Occasionally I get this error, which then makes the current task fail:
... File "/usr/tvm/python/tvm/autotvm/measure/measure_methods.py", line 235, in get_build_kwargs remote = request_remote(self.key, self.host, self.port) File "/usr/tvm/python/tvm/autotvm/measure/measure_methods.py", line 535, in request_remote session_timeout=timeout) File "/usr/tvm/python/tvm/rpc/client.py", line 329, in request key, max_retry, str(last_err))) RuntimeError: Cannot request k80 after 5 retry, last_error:Traceback (most recent call last): [bt] (4) /usr/tvm/build/libtvm.so(TVMFuncCall+0x65) [0x7f721515d935] [bt] (3) /usr/tvm/build/libtvm.so(+0x9b5eb4) [0x7f72151beeb4] [bt] (2) /usr/tvm/build/libtvm.so(+0x9b3677) [0x7f72151bc677] [bt] (1) /usr/tvm/build/libtvm.so(+0x9aeb74) [0x7f72151b7b74] [bt] (0) /usr/tvm/build/libtvm.so(+0x153863) [0x7f721495c863] File "/usr/tvm/src/runtime/rpc/rpc_socket_impl.cc", line 80 TVMError: URL server:9104 cannot find server that matches key=client:k80:0.7114652791680667 -timeout=60
I get a lot of these messages in the log of the RPC server:
mismatch key from ('10.0.0.15', 47672) no incoming connections, regenerate key ...

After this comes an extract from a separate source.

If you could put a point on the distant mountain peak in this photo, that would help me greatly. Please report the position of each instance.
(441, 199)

However, this does not happen when I only use RPC servers on one physical servers. Maybe all of these messages are related.
Does anyone know what I might do to fix this?
What is the reason that match keys expire? To prevent clients from hogging servers even if they’re not using them? If so, could the
unmatch_timeout of the server be made configurable?